This pan-European Award recognises excellence in the management of Natura 2000 sites and conservation achievements, showcasing the added value for local economies, and increasing public awareness of Europe's valuable natural heritage.

 

The Natura 2000 network covers an enormous variety of different sites across the continent. It preserves and enhances Europe’s biodiversity, safeguarding it for future generations, and it provides a range of important benefits, helping nature to help us.

But despite its size and its many benefits, many people have never even heard of it. According to a recent survey, only 27% of respondents have heard of Natura 2000, and only 11% really know what it is.

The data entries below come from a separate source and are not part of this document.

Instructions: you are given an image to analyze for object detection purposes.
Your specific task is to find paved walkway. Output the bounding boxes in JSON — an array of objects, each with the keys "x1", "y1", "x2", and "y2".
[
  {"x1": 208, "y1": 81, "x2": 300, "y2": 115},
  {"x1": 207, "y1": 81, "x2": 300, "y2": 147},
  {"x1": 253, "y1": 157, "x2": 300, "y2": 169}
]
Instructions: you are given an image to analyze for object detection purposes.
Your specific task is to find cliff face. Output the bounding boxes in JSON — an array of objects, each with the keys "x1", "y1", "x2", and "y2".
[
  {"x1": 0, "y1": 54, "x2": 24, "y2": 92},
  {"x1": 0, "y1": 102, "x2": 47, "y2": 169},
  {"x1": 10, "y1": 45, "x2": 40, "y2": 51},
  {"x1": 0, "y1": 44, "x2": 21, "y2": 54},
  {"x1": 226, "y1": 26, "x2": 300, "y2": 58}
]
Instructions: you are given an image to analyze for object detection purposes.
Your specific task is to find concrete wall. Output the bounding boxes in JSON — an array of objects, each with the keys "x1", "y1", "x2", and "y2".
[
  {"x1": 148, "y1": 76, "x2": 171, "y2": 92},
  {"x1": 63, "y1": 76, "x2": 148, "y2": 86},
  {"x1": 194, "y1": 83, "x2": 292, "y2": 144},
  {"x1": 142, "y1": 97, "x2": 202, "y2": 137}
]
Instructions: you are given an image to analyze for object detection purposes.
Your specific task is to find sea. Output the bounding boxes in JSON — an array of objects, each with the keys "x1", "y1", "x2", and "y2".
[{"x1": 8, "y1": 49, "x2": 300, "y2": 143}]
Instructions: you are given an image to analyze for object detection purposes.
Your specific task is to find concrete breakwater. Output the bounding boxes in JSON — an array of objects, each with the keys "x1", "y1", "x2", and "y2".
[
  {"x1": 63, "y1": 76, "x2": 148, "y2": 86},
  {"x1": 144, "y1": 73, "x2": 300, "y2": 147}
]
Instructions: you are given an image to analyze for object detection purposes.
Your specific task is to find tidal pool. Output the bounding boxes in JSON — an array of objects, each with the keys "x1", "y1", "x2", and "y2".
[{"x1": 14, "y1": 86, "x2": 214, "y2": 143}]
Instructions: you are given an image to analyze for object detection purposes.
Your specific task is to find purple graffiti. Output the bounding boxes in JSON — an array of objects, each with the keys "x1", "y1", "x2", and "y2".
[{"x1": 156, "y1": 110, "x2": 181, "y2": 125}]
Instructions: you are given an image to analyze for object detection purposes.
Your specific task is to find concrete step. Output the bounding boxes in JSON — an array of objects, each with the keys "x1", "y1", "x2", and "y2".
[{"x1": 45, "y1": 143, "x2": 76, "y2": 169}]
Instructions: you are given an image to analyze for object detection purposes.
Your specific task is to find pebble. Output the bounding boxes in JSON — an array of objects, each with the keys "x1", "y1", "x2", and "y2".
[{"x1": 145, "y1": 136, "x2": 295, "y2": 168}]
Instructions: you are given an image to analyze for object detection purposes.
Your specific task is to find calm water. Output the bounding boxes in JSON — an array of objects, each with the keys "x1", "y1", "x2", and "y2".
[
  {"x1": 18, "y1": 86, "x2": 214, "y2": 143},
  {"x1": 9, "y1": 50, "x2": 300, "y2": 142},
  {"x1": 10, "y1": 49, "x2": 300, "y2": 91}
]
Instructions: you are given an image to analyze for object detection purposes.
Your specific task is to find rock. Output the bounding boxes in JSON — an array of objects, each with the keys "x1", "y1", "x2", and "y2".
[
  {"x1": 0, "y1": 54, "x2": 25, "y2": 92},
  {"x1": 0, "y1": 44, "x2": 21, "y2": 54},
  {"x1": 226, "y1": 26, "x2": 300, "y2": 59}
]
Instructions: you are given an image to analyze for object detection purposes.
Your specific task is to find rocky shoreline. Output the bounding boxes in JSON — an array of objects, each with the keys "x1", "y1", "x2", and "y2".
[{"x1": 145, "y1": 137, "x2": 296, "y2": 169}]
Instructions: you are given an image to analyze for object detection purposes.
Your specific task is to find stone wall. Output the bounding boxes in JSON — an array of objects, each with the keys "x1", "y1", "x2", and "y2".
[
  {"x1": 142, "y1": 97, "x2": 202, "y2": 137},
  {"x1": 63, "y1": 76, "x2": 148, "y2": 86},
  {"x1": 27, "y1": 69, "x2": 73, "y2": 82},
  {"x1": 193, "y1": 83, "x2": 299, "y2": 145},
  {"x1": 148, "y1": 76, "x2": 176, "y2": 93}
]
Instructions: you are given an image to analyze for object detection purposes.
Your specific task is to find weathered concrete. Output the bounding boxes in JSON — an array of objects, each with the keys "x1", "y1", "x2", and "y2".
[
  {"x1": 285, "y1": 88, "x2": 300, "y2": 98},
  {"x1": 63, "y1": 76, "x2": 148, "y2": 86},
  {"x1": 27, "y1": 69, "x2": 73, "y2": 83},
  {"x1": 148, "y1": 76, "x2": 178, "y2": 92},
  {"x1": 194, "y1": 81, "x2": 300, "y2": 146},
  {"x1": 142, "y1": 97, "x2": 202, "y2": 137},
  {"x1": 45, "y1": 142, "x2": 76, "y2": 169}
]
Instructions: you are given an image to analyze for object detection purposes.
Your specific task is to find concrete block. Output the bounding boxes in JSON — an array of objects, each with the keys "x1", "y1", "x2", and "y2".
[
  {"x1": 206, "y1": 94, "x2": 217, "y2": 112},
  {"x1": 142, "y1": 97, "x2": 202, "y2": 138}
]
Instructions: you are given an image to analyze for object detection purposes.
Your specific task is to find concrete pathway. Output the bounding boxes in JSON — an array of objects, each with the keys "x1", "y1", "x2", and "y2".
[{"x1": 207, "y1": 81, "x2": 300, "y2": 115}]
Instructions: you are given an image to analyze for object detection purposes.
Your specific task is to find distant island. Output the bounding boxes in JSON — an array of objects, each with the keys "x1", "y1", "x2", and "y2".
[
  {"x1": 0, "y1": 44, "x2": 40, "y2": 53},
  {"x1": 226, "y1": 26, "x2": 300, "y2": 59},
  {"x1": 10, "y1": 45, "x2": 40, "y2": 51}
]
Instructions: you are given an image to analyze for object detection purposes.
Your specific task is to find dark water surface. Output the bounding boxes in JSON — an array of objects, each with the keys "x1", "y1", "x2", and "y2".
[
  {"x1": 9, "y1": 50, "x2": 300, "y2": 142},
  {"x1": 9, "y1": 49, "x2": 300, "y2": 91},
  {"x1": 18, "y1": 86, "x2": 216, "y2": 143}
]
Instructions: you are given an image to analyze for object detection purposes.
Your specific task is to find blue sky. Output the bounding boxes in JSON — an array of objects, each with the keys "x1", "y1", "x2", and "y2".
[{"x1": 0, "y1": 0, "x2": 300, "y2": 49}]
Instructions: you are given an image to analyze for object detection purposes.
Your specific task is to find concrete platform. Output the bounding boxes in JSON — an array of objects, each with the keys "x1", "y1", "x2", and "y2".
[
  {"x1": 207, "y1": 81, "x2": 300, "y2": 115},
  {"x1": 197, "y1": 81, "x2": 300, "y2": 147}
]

Celebrating a shared objective

This is why, in 2014, the European Commission launched the annual Natura 2000 Award. The aim of the award is to demonstrate what the network is, what it does to preserve Europe’s biodiversity, and how it benefits all of us. The award recognises good practice at Natura 2000 sites in five different categories: Communication, Socio-economic benefits, Conservation, Reconciling interests/perceptions, and Cross-border cooperation and networking.

Calls for applications usually take place during the winter months (December - January) and will be announced well in advance. Sign up to the newsletter and keep an eye on the Home page for news. The winners of the six awards are announced at a high level Ceremony in Brussels on Natura 2000 Day (21 May).  In addition to receiving their trophy, the winners receive support in organising local events to highlight their achievements.

What does nature do for you?

A lot! Did you know, for example, that healthy freshwater ecosystems provide clean water and help remove pollutants from the surrounding countryside? That peat bogs help store carbon and forests improve air and soil quality? Natura 2000 protects these functions and many more besides, as well as providing space for sustainable recreational activities such as hiking and fishing, and economic opportunities such as eco-tourism and the production of timber and food.